Find all intersection points (with integer coordinates) of $$y=p$$ and $$y=|x^2+2x-15|$$ if p is prime number.
Now what I tried:
$$|x^2+2x-15|=p$$
then
$$|(x+1)^2-16|=p$$
then
$$(x+1)^2=16-p$$ $$or$$ $$(x+1)^2=p+16$$
So $p+16$ and $16-p$ must be square numbers. I found that if $p=7$ $$(x+1)^2=9$$ so $x=2$ or $x=-4$, therefore intersection points, which I found are $(2;7)$ and $(-4;7)$. But how to find other intersection points or prove that there are no others?

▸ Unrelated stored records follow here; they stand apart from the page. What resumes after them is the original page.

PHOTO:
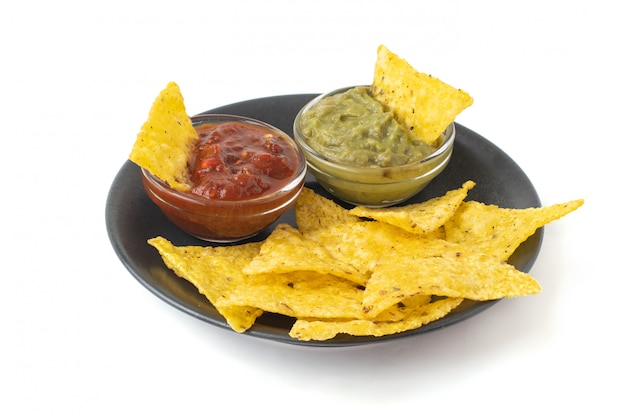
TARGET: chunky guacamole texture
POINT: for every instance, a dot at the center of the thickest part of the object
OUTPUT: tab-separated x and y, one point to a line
354	128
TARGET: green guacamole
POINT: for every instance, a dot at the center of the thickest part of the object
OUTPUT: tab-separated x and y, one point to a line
354	128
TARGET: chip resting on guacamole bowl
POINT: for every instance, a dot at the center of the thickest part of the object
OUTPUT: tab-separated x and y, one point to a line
423	103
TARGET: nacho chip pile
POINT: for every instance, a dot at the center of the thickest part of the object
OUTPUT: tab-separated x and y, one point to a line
367	272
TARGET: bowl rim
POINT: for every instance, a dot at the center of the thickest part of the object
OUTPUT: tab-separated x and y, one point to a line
449	136
195	199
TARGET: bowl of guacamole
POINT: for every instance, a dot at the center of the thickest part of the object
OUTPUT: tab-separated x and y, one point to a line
361	154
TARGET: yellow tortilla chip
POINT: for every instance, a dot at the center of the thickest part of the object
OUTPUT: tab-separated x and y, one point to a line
316	212
215	272
299	294
164	142
367	244
424	104
304	329
490	229
287	250
420	218
471	276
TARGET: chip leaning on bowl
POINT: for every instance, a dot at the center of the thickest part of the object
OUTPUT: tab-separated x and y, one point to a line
379	145
221	178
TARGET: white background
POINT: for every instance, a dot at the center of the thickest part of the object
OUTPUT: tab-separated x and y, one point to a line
81	337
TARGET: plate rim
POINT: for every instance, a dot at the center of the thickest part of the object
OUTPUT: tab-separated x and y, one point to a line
261	330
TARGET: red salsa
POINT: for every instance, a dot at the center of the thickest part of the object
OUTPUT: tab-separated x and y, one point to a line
239	161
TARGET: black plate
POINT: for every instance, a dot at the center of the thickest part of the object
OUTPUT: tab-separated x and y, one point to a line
131	219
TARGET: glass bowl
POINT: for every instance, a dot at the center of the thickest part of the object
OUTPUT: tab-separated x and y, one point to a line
372	186
220	220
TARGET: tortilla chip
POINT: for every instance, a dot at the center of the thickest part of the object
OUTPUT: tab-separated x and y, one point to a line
316	212
471	276
215	272
367	244
424	104
299	294
164	142
419	218
490	229
323	330
287	250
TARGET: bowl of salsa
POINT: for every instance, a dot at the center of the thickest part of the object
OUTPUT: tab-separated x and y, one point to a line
361	154
243	174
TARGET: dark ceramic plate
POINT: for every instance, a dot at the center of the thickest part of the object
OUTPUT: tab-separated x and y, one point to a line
131	219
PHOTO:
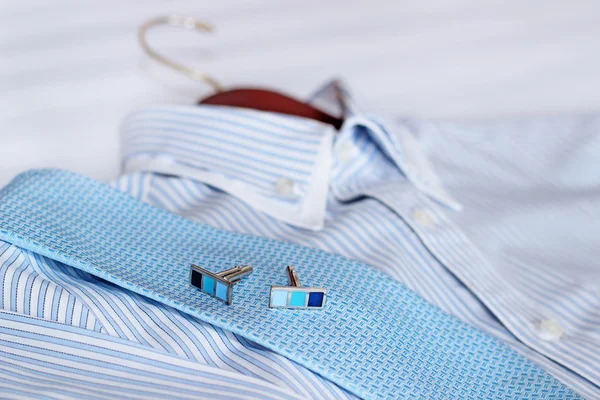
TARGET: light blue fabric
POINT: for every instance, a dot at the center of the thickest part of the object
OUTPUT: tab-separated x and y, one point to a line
414	350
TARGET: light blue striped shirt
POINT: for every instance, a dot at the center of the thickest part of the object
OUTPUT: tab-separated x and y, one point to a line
495	222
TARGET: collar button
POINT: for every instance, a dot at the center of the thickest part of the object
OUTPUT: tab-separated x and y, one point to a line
286	187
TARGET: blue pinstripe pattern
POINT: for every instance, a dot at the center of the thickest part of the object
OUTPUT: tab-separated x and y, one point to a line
369	218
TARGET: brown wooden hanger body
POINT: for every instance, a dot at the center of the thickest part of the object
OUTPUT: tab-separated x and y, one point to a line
268	100
256	99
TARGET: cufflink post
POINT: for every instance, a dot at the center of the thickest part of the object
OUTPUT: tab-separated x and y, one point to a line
235	274
218	285
295	295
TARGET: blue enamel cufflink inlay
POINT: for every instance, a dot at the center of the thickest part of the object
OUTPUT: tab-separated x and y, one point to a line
218	285
296	296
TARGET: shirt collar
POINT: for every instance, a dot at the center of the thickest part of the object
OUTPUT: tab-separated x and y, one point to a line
278	164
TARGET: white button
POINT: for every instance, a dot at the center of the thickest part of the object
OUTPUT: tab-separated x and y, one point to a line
550	330
423	217
347	152
285	186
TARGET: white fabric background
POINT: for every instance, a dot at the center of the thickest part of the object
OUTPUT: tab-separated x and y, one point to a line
70	70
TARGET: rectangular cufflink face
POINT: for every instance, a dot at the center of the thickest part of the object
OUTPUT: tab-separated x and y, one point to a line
297	297
211	284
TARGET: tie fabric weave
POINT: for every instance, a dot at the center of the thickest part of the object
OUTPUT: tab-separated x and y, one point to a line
374	337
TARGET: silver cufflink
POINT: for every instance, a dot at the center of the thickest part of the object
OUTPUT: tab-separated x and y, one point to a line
218	285
296	296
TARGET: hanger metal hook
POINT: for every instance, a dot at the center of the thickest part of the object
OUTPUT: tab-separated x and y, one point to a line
179	21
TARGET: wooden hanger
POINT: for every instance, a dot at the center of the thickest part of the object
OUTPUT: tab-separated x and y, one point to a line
253	98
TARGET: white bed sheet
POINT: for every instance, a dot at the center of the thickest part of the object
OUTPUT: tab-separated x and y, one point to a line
70	70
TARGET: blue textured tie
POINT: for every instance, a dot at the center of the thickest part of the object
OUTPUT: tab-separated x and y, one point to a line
375	337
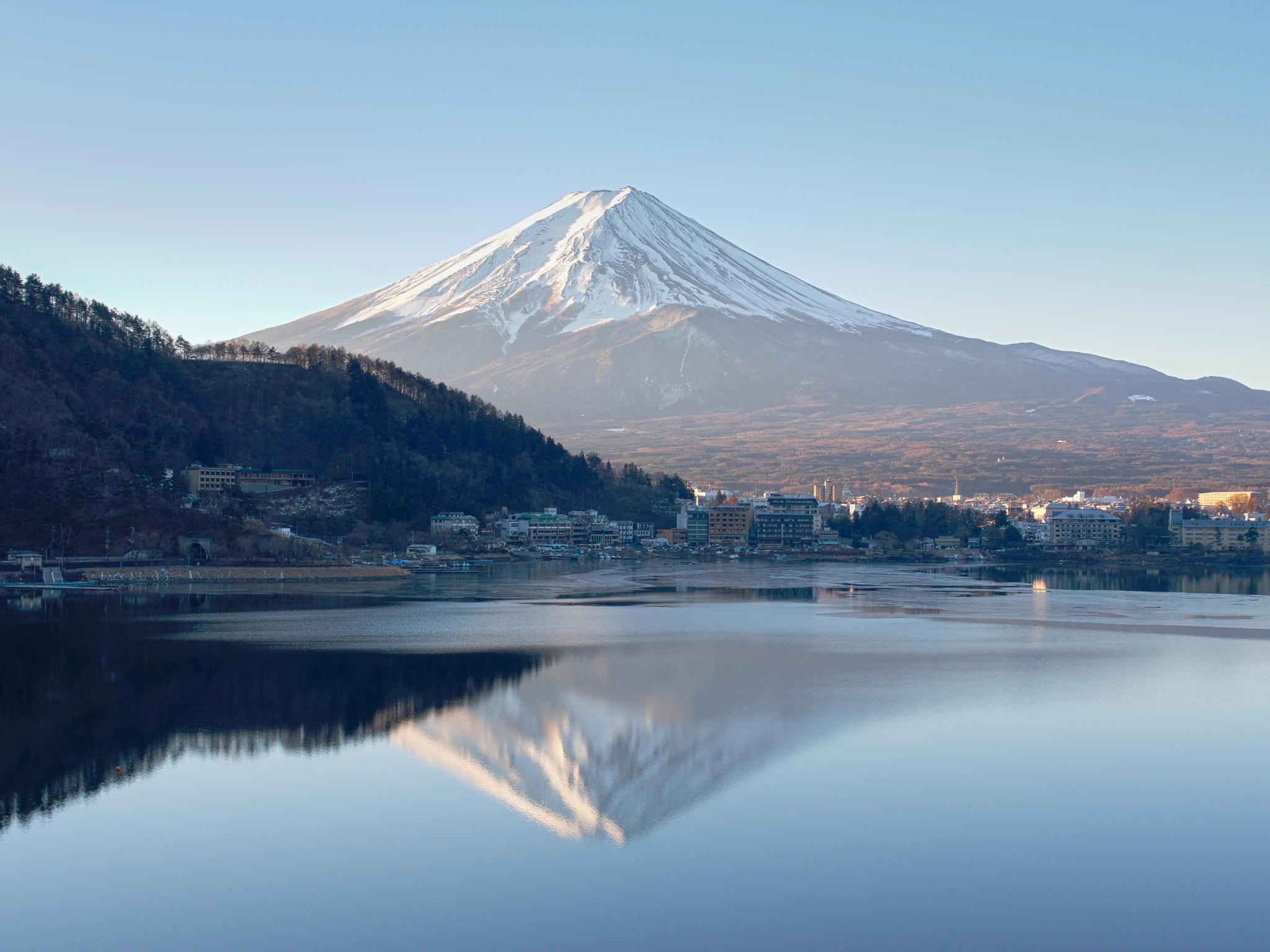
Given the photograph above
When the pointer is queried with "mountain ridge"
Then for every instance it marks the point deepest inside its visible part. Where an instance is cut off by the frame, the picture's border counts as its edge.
(610, 291)
(609, 309)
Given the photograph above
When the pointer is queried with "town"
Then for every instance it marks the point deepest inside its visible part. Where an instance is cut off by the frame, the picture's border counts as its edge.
(825, 519)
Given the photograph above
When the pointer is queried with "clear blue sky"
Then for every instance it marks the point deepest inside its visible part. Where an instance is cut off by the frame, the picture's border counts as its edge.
(1089, 175)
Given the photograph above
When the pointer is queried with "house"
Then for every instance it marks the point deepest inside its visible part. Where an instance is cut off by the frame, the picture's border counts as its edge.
(25, 559)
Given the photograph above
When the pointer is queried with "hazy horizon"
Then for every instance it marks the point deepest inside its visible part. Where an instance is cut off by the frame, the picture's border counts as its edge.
(1088, 179)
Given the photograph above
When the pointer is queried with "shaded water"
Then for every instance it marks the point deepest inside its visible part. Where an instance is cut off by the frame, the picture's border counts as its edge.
(638, 757)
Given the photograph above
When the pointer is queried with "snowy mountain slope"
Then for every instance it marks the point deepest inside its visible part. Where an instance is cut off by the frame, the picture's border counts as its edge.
(611, 304)
(588, 258)
(611, 744)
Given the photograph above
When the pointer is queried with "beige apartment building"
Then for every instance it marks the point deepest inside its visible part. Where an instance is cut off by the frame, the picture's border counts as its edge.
(218, 479)
(1220, 534)
(729, 524)
(1082, 528)
(1227, 498)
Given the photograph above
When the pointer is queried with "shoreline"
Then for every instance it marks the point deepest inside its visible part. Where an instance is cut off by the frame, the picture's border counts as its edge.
(186, 574)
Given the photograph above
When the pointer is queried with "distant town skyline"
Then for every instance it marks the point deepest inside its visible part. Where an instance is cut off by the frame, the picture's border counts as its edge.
(1089, 178)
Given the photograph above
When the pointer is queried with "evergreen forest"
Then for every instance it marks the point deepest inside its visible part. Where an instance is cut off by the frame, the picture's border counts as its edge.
(98, 409)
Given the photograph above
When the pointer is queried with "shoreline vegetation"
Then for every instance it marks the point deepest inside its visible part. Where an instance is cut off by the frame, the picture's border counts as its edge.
(275, 574)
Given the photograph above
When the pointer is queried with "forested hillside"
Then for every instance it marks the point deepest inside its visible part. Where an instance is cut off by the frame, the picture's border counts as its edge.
(95, 405)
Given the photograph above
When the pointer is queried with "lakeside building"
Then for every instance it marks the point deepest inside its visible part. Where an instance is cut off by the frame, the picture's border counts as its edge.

You can instead write $y=x^2 + 2x - 15$ as $$y=(x+5)(x-3).$$ Then, we are searching for integers $x$ such that $$p=|(x+5)(x-3)| = |x+5| \cdot |x-3|$$ where $p$ is a prime. Thus, $$\begin{align}\text{either} \quad &|x+5| = 1 \quad\\ \text{or} \quad &|x-3|=1.\end{align}$$ Now, $$ \begin{align} |x+5| = 1 &\Leftrightarrow x = -6 \quad \text{or} \quad x=-4 \\ |x-3| = 1 &\Leftrightarrow x = \phantom{-}2 \quad \text{or} \quad x=\phantom{-}4. \end{align} $$ Thus, these are the only possible integer values that $x$ can take. Evaluating $|(x+5)(x-3)|$ at these values, we can check whether or not the value is prime. $$ \begin{align} x = -6 &\Rightarrow |(x+5)(x-3)| = 9 \leftarrow \text{NOT prime} \\ x = -4 &\Rightarrow |(x+5)(x-3)| = 7 \leftarrow \text{prime} \\ x = \phantom{-}2 &\Rightarrow |(x+5)(x-3)| = 7 \leftarrow \text{prime} \\ x = \phantom{-}4 &\Rightarrow |(x+5)(x-3)| = 9 \leftarrow \text{NOT prime} \end{align} $$ Thus, $(x,p) = (-4,7)$ and $(x,p) = (2,7)$ are the only possible solutions.